Mar. 12th, 2012 12:27 am (UTC)
I identify as female (cis), and I do the self-monitoring thing quite a lot, although I won't say "constantly."

I really can't tell, however, if I do it because I'm female, because I'm fat, or because I'm fat-female.

Probably "yes."
Mar. 12th, 2012 09:45 am (UTC)
Actually this sounds more like an age than gender thing to me -- when I was younger I was very concerned about how I appeared to others and self-monitored a lot. At half a century, I frankly don't give a damn and therefore don't.
Mar. 12th, 2012 09:46 am (UTC)
And my gender identity is cis-female.
Mar. 12th, 2012 02:49 pm (UTC)
I am a cis-gendered straight woman, I guess. Dressed certain ways (for warmth and comfort, not gender presentation) I have been taken for a man a handful of times in my life, but overall I think anyone who sees me would say "female." However, when I think of "who/what am I," the first thing I think of isn't generally "a woman," and whenever someone says, "Women are this and men are that" or makes a quiz/test about it, I am as likely to fall into one category as the other.

I do not relate to the quotation, and to the best of my memory (I am almost 65)I never have. I have had situational concerns: Am I dressed appropriately for this potential employer? Will this boy I like think I look good? Will the nuns say my skirt is too short? and so on. But what the quotation describes? No.

ETA:I have never identified as "feminine." How much of that is just me, and how much is that from 1st through 12th grades I was the tallest girl in my class and I always thought of "feminine" as describing the petite girls, I can't say. Female, yes, to some extent; feminine, never.

Edited at 2012-03-12 04:33 pm (UTC)
Mar. 13th, 2012 06:47 am (UTC)
I identify as female (cis), and I don't self-monitor much at all, nor do I tend to monitor others, so maybe it's simply that I don't much notice how people present themselves, as long as it falls within a fairly broad norm.

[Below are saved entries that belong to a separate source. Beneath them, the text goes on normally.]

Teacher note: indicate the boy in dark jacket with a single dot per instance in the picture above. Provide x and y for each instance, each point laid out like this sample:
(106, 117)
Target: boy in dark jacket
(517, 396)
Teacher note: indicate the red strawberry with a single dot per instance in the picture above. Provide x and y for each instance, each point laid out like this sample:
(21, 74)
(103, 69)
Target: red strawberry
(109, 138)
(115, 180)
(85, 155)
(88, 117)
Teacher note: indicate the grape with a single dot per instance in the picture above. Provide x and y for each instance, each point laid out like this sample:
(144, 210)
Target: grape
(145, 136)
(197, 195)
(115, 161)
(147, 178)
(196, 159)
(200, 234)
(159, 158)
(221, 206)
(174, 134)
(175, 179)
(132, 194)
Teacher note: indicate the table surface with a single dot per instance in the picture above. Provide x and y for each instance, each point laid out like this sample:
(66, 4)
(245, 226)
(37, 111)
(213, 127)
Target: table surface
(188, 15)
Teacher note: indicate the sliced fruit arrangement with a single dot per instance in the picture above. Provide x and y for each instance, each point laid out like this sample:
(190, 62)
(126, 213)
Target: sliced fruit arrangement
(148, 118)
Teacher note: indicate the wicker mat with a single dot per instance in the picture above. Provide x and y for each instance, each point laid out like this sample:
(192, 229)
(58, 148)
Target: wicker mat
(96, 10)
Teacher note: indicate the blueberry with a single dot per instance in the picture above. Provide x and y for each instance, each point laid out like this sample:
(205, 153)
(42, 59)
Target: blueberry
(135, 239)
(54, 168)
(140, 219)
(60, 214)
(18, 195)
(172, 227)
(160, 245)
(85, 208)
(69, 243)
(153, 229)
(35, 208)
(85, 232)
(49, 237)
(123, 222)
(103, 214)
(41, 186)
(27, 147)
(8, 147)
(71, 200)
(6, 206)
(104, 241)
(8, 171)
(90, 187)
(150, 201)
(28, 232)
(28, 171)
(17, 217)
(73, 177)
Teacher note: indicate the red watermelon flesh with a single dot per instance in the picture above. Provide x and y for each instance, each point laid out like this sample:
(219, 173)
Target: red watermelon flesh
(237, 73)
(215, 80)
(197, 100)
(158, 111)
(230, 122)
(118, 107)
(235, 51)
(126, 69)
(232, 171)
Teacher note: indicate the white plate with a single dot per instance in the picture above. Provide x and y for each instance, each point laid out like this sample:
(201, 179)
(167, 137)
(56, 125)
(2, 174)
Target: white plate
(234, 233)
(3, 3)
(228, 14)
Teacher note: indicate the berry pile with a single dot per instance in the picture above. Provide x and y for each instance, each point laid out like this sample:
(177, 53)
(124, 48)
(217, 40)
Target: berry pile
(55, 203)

I am most comfortable in jeans and a tshirt, but wear buisness casual to work; I tend to ignore my clothes once I'm dressed. I notice if I've slopped something onto myself, but that's about it.
Mar. 14th, 2012 01:18 pm (UTC)
(I am writing this without reading any of the other comments so I won't be influenced by them)

I am a cis woman who isn't particularly "feminine" in how I present myself. I have started to discover in the past several years that there are a lot of people who pay this kind of attention to themselves, and I find it astonishing. I am very aware of my body, but of how it feels from the inside, not what it looks like from the outside. I do look at myself in mirrors (and I like what I see) and I'm rarely surprised when I see photographs of myself, so it's not some kind of disconnect from the visual side of myself, but I just don't think about what I look like. When I'm going into a situation where I'm expected to do so, like appearing on stage, I find that I don't really know how.

I've also wondered if it's part of why I've failed to find a partner, the most painful failure of my life so far. Maybe if I knew how to be aware of what I look like people would find me more interesting or valuable or sexy..but that might mean I would be a very different person, and there are people who find me very interesting, valuable, and sexy now.